New administrations promote their priorities and steer policy by proposing changes in the budgets for the federal agencies. Zeroing out funds for some programs and proposing new offices is par for the course and illustrates where the politically appointed department leaders are focusing their attention. In the fiscal year (FY) 2022 request for the Department of Energy (DOE), several proposals to create new offices/agency structures share a common theme: push the market to adopt DOE-developed technology. Making sure the outputs of DOE’s vast research and development (R&D) portfolio don’t sit on a shelf collecting dust is one thing, but pushing the private sector to take up chosen tech has a checkered history.
Three requested additions to DOE demonstrate the new administration’s intent: a separate line item for the Office of Technology Transitions, a new Office of Clean Energy Demonstrations (OCED), and a new Advanced Research Project Agency – Climate (ARPA-C).
The idea of creating an office devoted to helping companies access DOE R&D to commercialize new technology is not new. The Small Business Innovative Research (SBIR) and Small Business Technology Transfer (STTR) programs were created in 1982 and 1992 respectively and help companies conduct their own R&D and gain development rights to technologies. Those programs still exist within the Office of Science and received $320 million in FY2020.
At one point, DOE also created a Technology Transfer Ombudsman position, but it was short-lived. Then in FY 2015-2016, the DOE under President Obama quietly shifted funds from other programs to start up the Office of Technology Transitions (OTT). In its request for FY2017, DOE proposed to formally stand up the office as its own sub-agency. Congress declined. For FY2018, the Trump Administration’s asked for $7 million to put the OTT under the overall Departmental Administration Budget. Congress agreed and most recently appropriated $17.6 million to it for FY2021.
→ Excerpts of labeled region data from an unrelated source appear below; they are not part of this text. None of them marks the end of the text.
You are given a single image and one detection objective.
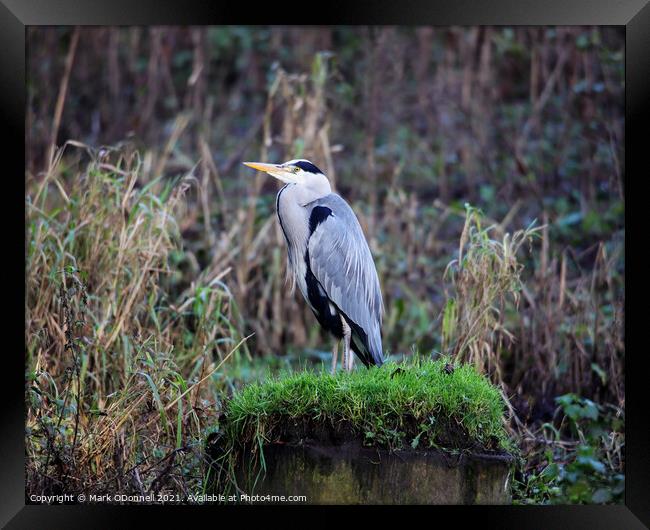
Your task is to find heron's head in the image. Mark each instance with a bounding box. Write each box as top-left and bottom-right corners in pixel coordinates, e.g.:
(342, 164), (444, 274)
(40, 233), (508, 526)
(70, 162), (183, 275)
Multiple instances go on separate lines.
(244, 159), (332, 195)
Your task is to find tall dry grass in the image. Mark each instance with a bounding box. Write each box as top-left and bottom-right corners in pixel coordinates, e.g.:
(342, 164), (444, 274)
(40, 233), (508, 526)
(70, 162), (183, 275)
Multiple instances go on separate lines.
(25, 143), (246, 494)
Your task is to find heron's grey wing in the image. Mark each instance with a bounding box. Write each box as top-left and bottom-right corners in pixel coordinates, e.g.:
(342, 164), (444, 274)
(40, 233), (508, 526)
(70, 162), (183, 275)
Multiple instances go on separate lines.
(307, 194), (383, 365)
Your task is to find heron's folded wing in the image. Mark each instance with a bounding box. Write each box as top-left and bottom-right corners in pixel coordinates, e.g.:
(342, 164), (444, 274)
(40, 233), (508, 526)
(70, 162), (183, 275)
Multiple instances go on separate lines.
(308, 196), (383, 364)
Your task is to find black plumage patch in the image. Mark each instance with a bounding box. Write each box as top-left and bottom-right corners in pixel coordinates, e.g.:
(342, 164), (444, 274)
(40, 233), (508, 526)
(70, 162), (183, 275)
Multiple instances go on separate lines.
(309, 206), (332, 236)
(293, 160), (323, 174)
(305, 250), (343, 339)
(305, 250), (375, 367)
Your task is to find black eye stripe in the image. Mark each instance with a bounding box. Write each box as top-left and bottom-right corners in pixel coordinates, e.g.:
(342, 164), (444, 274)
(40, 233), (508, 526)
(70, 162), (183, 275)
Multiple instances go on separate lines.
(293, 160), (322, 173)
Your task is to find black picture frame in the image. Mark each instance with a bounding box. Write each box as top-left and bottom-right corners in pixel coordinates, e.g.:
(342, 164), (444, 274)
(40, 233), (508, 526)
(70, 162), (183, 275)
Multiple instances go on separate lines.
(6, 0), (650, 529)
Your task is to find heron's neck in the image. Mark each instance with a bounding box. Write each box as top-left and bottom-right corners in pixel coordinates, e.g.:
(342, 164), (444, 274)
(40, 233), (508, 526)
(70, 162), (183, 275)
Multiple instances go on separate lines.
(276, 184), (329, 294)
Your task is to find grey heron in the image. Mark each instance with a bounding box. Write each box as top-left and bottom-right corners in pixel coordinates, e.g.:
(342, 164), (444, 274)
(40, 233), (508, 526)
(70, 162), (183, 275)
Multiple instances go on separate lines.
(244, 159), (384, 373)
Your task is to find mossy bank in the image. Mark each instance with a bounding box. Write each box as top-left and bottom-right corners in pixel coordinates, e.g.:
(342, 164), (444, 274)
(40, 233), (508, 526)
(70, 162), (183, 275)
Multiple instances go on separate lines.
(208, 358), (513, 500)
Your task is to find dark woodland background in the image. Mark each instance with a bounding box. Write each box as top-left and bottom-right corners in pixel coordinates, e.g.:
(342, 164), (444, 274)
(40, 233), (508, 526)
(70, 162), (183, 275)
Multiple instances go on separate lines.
(25, 27), (625, 503)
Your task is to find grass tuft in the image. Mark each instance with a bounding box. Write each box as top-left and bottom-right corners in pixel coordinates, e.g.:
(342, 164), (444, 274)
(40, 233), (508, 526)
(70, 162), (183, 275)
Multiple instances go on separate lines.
(216, 352), (512, 476)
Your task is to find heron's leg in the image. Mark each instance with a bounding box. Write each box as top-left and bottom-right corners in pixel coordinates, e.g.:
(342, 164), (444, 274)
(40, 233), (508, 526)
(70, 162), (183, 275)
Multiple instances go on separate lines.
(341, 317), (352, 371)
(332, 338), (339, 375)
(348, 344), (354, 372)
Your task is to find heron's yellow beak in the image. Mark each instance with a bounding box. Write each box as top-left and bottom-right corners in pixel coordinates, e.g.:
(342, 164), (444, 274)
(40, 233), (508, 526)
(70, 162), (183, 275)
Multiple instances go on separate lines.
(244, 162), (280, 173)
(244, 162), (297, 183)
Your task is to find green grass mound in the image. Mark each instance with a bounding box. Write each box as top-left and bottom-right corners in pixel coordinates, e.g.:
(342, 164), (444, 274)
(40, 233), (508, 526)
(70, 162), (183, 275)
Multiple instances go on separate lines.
(221, 359), (510, 452)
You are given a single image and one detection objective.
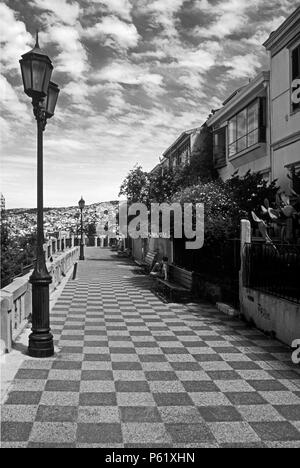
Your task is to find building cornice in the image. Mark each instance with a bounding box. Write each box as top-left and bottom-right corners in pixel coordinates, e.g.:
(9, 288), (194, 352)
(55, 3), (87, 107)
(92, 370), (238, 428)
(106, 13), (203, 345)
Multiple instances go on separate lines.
(163, 127), (201, 158)
(263, 6), (300, 55)
(207, 71), (270, 127)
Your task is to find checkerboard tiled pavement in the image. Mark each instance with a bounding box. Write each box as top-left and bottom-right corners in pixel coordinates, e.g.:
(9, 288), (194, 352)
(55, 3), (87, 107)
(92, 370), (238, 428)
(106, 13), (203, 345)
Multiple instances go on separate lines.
(1, 249), (300, 448)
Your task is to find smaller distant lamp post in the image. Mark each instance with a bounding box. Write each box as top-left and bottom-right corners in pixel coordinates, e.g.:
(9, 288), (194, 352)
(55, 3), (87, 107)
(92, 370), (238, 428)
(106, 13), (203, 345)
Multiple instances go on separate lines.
(78, 197), (85, 260)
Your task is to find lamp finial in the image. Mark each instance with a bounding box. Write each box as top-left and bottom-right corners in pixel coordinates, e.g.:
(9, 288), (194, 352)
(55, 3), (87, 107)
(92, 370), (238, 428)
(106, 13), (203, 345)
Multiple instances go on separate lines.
(35, 29), (40, 49)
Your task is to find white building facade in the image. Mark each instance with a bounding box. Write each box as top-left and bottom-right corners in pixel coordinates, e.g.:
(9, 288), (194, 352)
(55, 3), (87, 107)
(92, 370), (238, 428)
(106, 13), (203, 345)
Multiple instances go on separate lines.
(264, 7), (300, 192)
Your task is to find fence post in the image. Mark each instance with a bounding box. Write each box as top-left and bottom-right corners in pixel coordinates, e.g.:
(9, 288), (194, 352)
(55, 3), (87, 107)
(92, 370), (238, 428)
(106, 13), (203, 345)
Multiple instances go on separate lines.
(239, 219), (252, 309)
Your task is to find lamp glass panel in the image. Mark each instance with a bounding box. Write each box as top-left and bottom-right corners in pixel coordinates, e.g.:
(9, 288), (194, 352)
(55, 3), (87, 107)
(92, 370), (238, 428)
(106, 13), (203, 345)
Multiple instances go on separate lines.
(20, 60), (32, 92)
(32, 60), (47, 95)
(46, 85), (59, 117)
(43, 64), (53, 95)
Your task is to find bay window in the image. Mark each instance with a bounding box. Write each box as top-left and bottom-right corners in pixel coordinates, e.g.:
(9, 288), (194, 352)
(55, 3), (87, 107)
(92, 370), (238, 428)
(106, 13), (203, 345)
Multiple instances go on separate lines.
(213, 127), (226, 169)
(228, 99), (265, 158)
(291, 44), (300, 112)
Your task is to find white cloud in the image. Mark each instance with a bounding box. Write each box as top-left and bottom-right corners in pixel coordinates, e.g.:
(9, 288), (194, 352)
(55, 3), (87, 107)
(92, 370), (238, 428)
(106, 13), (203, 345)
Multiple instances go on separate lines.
(134, 0), (185, 37)
(88, 0), (132, 20)
(40, 25), (89, 80)
(193, 0), (254, 39)
(0, 75), (29, 122)
(0, 3), (33, 71)
(83, 16), (140, 49)
(31, 0), (80, 25)
(224, 53), (260, 78)
(93, 60), (165, 97)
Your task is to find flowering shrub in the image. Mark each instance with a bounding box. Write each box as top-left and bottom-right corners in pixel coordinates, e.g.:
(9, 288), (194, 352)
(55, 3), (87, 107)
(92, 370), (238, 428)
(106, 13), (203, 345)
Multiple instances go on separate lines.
(172, 180), (247, 245)
(173, 172), (278, 246)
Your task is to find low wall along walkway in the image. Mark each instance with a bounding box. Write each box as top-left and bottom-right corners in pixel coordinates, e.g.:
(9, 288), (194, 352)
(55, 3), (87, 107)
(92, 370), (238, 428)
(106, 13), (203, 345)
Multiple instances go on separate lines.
(0, 247), (79, 354)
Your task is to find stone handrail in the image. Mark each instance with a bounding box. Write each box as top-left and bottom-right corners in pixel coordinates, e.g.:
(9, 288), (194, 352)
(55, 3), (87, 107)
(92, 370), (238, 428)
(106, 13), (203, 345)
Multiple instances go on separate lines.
(0, 240), (79, 353)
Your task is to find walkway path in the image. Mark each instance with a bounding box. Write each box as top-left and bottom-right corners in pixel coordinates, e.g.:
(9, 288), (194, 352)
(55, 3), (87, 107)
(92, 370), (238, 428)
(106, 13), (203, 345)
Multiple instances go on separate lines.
(1, 248), (300, 448)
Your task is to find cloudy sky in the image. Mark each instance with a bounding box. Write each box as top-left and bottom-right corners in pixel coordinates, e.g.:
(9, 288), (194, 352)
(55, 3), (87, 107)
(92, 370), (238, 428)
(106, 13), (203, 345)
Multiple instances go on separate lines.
(0, 0), (298, 208)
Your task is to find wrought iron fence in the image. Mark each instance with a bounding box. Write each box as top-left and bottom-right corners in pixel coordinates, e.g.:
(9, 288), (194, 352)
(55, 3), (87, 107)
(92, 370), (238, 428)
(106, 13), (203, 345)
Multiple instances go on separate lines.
(243, 243), (300, 303)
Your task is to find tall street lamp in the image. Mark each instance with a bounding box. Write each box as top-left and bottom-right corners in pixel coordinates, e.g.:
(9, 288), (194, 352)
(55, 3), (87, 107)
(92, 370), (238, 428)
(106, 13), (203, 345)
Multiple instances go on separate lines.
(78, 197), (85, 260)
(20, 33), (59, 358)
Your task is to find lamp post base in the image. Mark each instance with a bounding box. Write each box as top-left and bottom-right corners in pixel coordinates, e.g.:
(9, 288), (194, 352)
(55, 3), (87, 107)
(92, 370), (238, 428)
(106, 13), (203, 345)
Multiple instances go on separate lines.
(79, 244), (84, 260)
(28, 270), (54, 358)
(28, 332), (54, 358)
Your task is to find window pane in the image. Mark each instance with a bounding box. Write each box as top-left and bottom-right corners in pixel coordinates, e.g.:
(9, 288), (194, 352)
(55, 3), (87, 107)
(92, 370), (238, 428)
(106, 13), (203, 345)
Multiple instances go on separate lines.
(229, 143), (237, 157)
(237, 136), (247, 152)
(292, 45), (300, 80)
(228, 117), (236, 144)
(248, 130), (258, 146)
(248, 101), (259, 133)
(237, 109), (247, 138)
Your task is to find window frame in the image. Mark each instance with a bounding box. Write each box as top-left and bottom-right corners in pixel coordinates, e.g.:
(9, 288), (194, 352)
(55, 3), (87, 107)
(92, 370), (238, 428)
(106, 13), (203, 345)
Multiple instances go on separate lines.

Now, the Biden Administration is asking for $19.5 million and wants OTT to stand on its own, as the Obama Administration requested. DOE claims the move is to “to increase transparency and reflect the need for multi-year funding.”
In the budget for FY2022, DOE also proposes creating the Office of Clean Energy Demonstrations (OCED) and requests $400 million for its first year. The office will offer competitive solicitations to companies to demonstrate new technologies with the intent of speeding their way to commercialization. What counts as “clean energy” is not clear. Nor is how the new OCED will differ from past DOE demonstration efforts. Notably, DOE spent billions of dollars trying to demonstrate carbon capture and sequestration technologies with little success. Other programs to demonstrate technologies like advanced nuclear reactors already exist throughout the DOE budget and have also met with mixed success. Throwing hundreds of millions of dollars into a new office is no guarantee that the private sector will adopt DOE-preferred technologies.
Lastly, the DOE requests $200 million to create a new Advanced Research Project Agency – Climate (ARPA-C). After the Defense Advanced Research Project Agency (DARPA) gained notoriety by developing the precursor to the modern internet, policymakers became increasingly sympathetic to new ARPAs and their funding. Congress created ARPA-E (for Energy) in 2007. Now, the Biden Administration wants to create several new ARPAs including ARPA-C. The goal, like the other new programs mentioned here, is to help commercialize technology. According to the request, it will “address research activities that encompass more than energy emissions.”